I took down the nest box last night, March 25, not long after Mme. Owl exited for the evening. (Incubation of the eggs generally waits until the second or even third egg is laid, so Mme. Owl still has her nights free, provided they don’t become dangerously cold.) Debris deposited in the nest box by starlings was blocking the side vent (visible in the lower right hand corner of the far wall, a position that should maximize its utility for ventilation, but can lead to it being buried, which cancels-out its utility). So, I removed the obstructing materials, cleaned the camera compartment windows, adjusted the lighting to be more consistent across the whole interior, and took the opportunity to photograph egg no. 1.

Egg no. 1 cradled in a rubber ring, and bracketed by a 90° measuring device ruled in inches.

Looks like a good screech owl egg to me. (BTW, the 90° measuring device—can’t remember the tool’s name—is not bent or warped; photographing hand-held I just couldn’t make the focal plane of the camera precisely parallel to the surface on which the egg and measuring device were resting, so the geometry is distorted.)

To more precisely quantify the state of eggs in the future, I’ve ordered a micrometer and a small, high-sensitivity scale. Disturbing the nest on a regular basis is not part of my plans, but, when it’s necessary for some compelling reason, I’ll obtain all the measurements of eggs or owlets that I can. (BTW, micrometers and sensitive scales used to be expensive items; not so anymore.)

The only worrisome part of last night’s process was that when Mme.
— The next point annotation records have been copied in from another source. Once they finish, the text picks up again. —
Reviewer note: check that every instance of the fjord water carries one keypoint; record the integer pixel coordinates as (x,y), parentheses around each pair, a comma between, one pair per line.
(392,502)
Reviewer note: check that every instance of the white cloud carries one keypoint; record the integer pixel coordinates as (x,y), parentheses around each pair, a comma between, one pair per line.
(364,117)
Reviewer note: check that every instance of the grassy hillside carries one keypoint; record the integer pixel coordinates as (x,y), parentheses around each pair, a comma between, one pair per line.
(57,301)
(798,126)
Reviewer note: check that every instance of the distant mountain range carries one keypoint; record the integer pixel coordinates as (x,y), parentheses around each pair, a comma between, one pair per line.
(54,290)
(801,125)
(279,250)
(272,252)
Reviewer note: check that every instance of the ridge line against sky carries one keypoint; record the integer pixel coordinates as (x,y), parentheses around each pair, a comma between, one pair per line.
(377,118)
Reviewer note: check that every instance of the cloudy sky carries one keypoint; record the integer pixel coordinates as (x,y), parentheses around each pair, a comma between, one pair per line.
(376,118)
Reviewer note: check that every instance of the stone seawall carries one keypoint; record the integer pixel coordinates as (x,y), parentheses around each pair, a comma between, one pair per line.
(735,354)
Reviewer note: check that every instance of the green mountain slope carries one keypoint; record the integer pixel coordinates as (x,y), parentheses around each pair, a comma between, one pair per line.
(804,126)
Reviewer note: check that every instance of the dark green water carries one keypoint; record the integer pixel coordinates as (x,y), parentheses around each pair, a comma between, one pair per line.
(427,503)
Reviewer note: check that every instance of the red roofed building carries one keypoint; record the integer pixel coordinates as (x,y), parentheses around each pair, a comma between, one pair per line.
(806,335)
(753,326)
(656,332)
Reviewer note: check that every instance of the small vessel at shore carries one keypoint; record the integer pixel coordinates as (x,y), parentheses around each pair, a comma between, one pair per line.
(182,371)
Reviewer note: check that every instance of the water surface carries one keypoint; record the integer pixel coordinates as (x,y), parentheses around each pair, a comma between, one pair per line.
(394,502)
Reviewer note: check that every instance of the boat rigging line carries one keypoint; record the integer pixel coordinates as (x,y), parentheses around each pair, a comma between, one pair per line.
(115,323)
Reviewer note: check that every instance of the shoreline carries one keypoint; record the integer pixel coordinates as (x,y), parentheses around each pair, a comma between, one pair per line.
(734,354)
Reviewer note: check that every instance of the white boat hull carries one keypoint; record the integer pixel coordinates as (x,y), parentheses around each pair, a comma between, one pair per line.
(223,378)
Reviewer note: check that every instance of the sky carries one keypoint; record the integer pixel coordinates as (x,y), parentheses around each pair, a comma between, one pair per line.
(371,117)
Owl returned to the nest around 5 AM (?) this morning, the first thing she did was kick and push the bedding material around to recreate a depression for the current egg and those to come. In doing so, she buried egg no. 1 and couldn’t find it for several hours. So, my female this year either has to work on her common sense, or there’s so little light in the nest box at night that even an owl can’t see clearly. [Additional: It has also been suggested by Sallie the raptor rehabber that owl near-field vision has some shortcomings, and that that may have been a factor.] That said, as someone who can walk the ten feet from my desk to the kitchen and arrive in the kitchen with no clue why I went there, I can’t really criticize Mme. Owl.

Work continues to get the normal web site up. Unfortunately, there’s still some potentially troublesome software development to perform. However, the fact that a lot of people are waiting anxiously for the normal web site’s return is never far from my mind. I’ll get it going as soon as I can; that may turn out to be easy or hard based on the work done so far; there’s still room for rude surprises (or relatively quick and easy success, if you really want to risk being optimistic).


  1. Susan G.10:20 AM CDT

    Chris- your attention to detail is amazing and everyone loves the owls so whatever you put up will be more than entertaining and informative. On another note, did you say your friend Chris was going to make the i-app work? It still shows last year's owl April 15th when you click on view recent photo. thanks

  2. I love the anecdote about how, in her zeal to fix the place up nice, the Missus misplaced her egg. Must've been a metaphor there somewhere, or an allegory, but I forget.

  3. Susan G.,

    The problem that Chris Cooley's iPhone app faces is that it reads and presents the same updated-every-minute images that the traditional web interface does (albeit in a much more convenient format for mobile viewing). So, Chris and his app can't do anything until I get those images flowing again.